They say change only happens when there’s chaos. A fact Steve Bannon and his nut-job cronies were all banking on. A fact that, I suspect, the puppet-master pulling Bojo The Clown’s strings are still kind of banking on. Chaos happens, more and more people are beginning to see, because we’re all very, very visibly incompetent.

We’re able to intellectualise ‘win-win’ solutions, but we don’t know what they feel like in reality. Or how to make them happen. Everything we’ve been taught is wrong. Literally wrong.

The million-tonne parapet is transparent. That’s what everyone that bravely makes the leap into conscious incompetence is able to look back and see. A mile high wall of pressed noses hiding behind a wall they can’t see is transparent.

No-one likes being wrong. Innovator’s, however, have learned that being wrong is an essential part of the process. And that it’s okay to be conscious of your incompetence. The pain that comes with that knowledge is the pain that drives you forward to try and become less incompetent. It’s the pain, too, that eventually brings the realisation that true progress starts with finding contradictions and continues by then persisting until they’re solved. This is the main learning of TRIZ. Or the Theory Of Constraints. Or Edward De Bono’s parallel thinking. Learnings that, until now, most people have filed away in the ‘intellectual-curiosities’ part of their brain.
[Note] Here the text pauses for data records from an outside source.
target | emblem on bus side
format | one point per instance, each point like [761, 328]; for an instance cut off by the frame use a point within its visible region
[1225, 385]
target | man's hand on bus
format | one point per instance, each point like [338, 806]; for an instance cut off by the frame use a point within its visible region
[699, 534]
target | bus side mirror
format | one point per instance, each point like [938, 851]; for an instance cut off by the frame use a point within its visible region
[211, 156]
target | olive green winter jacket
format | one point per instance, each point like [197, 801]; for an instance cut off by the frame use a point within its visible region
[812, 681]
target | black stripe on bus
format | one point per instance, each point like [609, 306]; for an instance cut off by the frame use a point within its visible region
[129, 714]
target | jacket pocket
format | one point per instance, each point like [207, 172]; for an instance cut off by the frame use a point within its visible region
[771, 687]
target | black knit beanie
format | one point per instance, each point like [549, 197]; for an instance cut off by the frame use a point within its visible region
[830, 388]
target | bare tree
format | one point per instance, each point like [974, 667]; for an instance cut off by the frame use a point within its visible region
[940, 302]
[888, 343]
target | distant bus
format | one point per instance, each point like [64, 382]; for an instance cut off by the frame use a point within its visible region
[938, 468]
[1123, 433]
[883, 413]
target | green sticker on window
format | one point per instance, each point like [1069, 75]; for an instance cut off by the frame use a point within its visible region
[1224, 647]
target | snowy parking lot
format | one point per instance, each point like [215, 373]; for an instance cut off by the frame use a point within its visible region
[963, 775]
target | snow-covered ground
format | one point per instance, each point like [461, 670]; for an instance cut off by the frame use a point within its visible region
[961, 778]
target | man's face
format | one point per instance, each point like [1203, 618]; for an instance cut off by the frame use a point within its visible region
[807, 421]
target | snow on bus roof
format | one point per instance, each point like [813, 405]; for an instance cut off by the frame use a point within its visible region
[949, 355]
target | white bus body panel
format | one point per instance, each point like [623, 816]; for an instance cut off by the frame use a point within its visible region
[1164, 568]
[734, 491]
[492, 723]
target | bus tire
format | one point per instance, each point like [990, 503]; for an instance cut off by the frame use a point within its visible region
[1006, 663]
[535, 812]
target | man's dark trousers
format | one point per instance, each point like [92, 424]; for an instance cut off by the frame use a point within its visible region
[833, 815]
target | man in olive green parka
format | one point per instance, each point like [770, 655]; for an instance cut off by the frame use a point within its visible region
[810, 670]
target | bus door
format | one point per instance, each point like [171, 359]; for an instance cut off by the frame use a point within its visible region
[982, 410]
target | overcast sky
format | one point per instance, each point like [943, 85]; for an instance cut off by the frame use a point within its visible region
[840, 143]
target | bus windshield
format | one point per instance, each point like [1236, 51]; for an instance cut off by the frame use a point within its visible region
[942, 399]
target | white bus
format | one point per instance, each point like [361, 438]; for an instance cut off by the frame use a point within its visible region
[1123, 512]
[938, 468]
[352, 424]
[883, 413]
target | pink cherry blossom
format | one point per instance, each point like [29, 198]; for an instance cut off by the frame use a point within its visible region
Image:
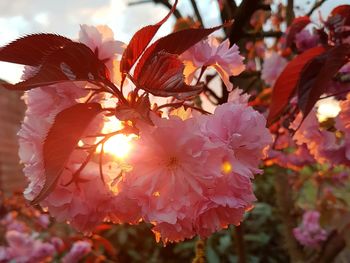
[100, 39]
[172, 165]
[83, 204]
[210, 53]
[241, 131]
[323, 144]
[272, 67]
[179, 180]
[77, 252]
[309, 233]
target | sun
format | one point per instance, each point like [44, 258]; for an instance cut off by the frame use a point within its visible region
[327, 108]
[119, 145]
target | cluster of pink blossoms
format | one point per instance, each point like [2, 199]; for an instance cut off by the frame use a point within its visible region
[189, 176]
[309, 233]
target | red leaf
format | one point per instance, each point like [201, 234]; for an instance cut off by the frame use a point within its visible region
[317, 74]
[61, 141]
[139, 109]
[175, 43]
[297, 25]
[286, 83]
[139, 42]
[30, 50]
[163, 76]
[73, 62]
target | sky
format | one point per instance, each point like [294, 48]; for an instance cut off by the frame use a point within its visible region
[21, 17]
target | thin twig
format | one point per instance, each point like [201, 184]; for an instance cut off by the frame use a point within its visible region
[239, 237]
[263, 34]
[290, 12]
[317, 4]
[176, 13]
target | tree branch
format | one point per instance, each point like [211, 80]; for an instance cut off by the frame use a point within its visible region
[317, 4]
[239, 237]
[290, 12]
[263, 34]
[176, 13]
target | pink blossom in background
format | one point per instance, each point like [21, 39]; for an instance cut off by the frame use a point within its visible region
[309, 233]
[100, 39]
[224, 59]
[324, 145]
[305, 40]
[272, 67]
[77, 252]
[296, 159]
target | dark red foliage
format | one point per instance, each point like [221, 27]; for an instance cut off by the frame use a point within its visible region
[61, 140]
[73, 62]
[139, 42]
[286, 83]
[175, 43]
[163, 76]
[317, 74]
[31, 50]
[297, 25]
[138, 109]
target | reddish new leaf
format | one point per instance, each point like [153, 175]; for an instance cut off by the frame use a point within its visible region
[286, 83]
[139, 42]
[297, 25]
[175, 43]
[316, 76]
[30, 50]
[139, 109]
[163, 76]
[73, 62]
[61, 140]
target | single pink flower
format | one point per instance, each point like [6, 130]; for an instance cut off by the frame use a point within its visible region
[272, 67]
[224, 59]
[100, 39]
[241, 132]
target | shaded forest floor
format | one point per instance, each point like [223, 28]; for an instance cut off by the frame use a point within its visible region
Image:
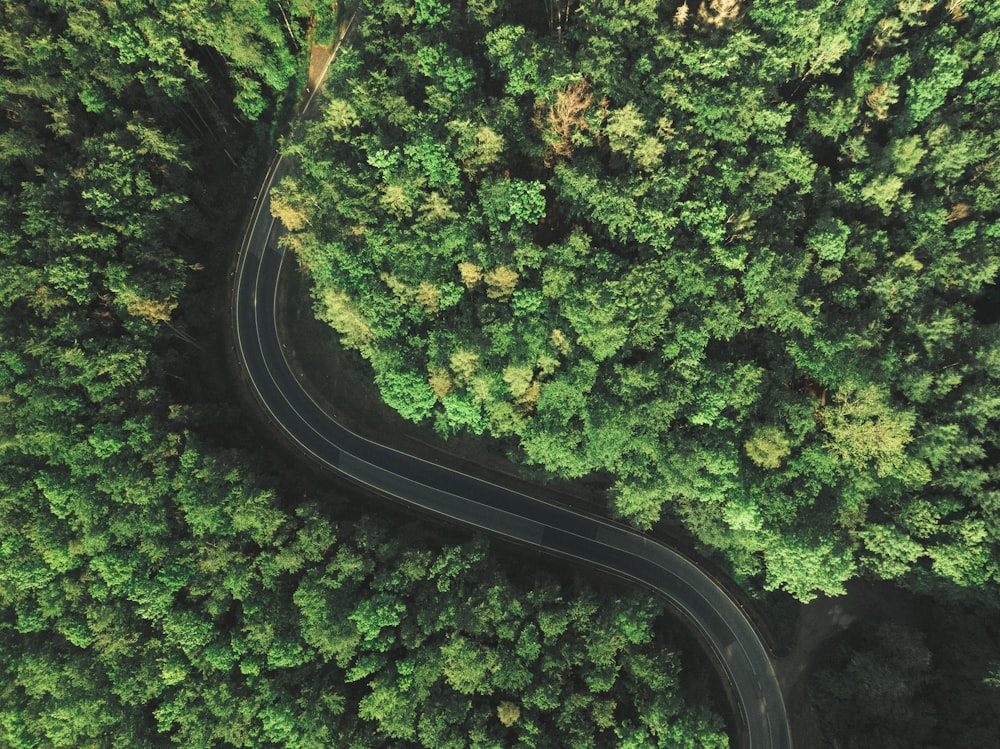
[819, 626]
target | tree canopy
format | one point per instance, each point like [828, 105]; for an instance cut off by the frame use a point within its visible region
[728, 254]
[160, 583]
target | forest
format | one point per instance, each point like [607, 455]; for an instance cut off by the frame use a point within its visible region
[730, 259]
[163, 580]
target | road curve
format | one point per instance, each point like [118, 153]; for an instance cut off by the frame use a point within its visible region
[555, 529]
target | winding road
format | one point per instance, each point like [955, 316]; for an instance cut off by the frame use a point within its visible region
[554, 529]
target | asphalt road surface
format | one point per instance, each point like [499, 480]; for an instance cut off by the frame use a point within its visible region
[586, 539]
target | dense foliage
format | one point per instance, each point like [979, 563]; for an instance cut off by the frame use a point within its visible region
[927, 679]
[153, 590]
[728, 254]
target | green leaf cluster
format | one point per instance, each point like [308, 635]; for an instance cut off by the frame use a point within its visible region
[744, 245]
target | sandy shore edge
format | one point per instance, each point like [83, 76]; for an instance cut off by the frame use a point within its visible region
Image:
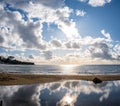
[21, 79]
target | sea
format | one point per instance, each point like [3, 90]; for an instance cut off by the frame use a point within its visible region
[61, 69]
[64, 92]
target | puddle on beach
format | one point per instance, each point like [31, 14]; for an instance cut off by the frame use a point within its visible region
[64, 93]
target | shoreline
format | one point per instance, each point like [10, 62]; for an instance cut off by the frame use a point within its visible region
[22, 79]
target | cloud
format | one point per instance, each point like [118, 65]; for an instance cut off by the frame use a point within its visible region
[48, 55]
[72, 45]
[56, 43]
[100, 50]
[80, 13]
[107, 35]
[96, 3]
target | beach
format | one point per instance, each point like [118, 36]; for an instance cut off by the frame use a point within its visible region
[21, 79]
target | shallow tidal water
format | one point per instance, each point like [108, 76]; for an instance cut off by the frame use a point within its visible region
[63, 93]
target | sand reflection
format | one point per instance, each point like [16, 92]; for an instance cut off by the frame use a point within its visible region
[64, 93]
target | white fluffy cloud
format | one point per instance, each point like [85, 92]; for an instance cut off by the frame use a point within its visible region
[96, 3]
[80, 13]
[107, 35]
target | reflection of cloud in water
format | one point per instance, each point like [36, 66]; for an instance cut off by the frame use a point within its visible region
[61, 93]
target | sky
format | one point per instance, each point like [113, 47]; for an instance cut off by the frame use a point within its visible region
[61, 31]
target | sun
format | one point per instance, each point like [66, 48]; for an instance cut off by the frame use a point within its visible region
[68, 100]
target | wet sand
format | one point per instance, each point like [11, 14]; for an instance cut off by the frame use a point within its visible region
[20, 79]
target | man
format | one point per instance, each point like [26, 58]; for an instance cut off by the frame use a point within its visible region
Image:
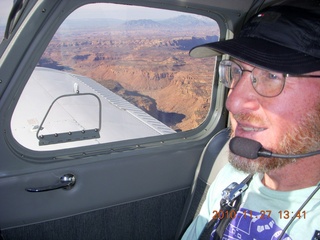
[273, 71]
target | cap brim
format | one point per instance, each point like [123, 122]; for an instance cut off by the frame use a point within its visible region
[261, 53]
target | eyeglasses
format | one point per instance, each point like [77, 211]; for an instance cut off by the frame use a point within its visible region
[264, 82]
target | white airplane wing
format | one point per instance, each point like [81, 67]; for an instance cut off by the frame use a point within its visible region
[57, 107]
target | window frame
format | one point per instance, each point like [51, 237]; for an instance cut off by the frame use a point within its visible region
[216, 118]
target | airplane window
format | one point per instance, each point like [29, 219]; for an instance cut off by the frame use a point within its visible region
[134, 60]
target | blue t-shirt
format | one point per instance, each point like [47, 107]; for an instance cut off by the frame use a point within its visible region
[263, 214]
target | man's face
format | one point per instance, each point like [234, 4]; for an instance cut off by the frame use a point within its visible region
[287, 124]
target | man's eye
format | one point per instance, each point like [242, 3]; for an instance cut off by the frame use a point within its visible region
[236, 71]
[274, 76]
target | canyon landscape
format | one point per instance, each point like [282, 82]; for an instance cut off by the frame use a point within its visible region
[145, 61]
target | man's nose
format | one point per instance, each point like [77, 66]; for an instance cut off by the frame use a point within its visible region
[243, 98]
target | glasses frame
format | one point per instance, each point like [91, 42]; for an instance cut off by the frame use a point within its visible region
[285, 75]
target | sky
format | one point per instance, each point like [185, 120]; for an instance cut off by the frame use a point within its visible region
[5, 6]
[110, 11]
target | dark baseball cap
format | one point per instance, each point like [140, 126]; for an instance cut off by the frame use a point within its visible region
[283, 38]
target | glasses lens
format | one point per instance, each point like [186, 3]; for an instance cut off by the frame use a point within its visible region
[229, 73]
[268, 84]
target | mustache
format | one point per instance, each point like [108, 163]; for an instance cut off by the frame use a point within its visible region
[248, 117]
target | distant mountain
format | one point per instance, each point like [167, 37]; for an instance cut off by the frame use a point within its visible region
[185, 21]
[142, 23]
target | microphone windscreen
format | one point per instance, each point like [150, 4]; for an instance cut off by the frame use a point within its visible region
[245, 147]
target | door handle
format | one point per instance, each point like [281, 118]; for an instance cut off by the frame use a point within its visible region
[66, 182]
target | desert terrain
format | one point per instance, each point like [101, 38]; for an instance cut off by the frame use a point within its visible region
[144, 61]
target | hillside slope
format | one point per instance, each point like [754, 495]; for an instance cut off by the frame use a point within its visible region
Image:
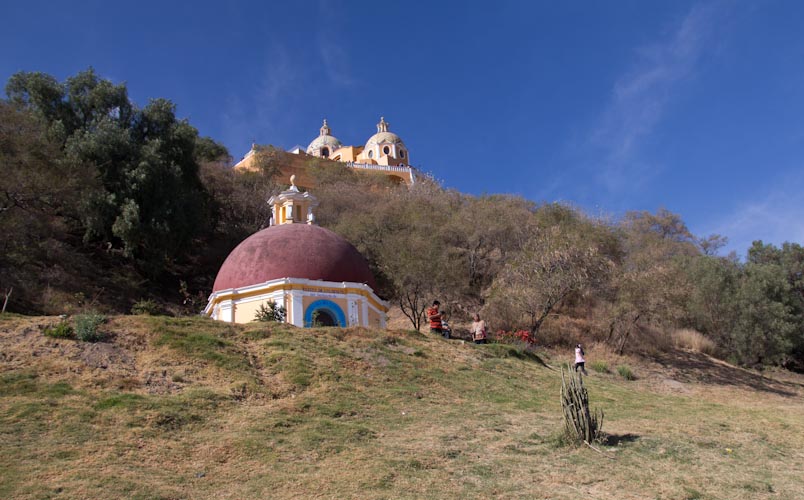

Now, though, is the time to stop hiding behind the parapet. Those that have admitted their contradiction-incompetence can see you. They’re waving to you. Beckoning. ‘This way,’ they’re miming, ‘don’t worry, it’s not so bad. All you have to do is remember back to when you were eight. Impossible was nothing back then. And it can be again. All we need to do is tap into the knowledge of those that passed through contradiction-incompetence before us. Those brave souls that now realise, whatever the contradiction, someone, somewhere already solved it. Someone that became consciously contradiction competent. And maybe then went one step further and used that competence often enough to re-train their instincts sufficiently to make it unconscious again. Like when we were eight. Only now with the added ability to distinguish the genuine breakthroughs from the currently impossible.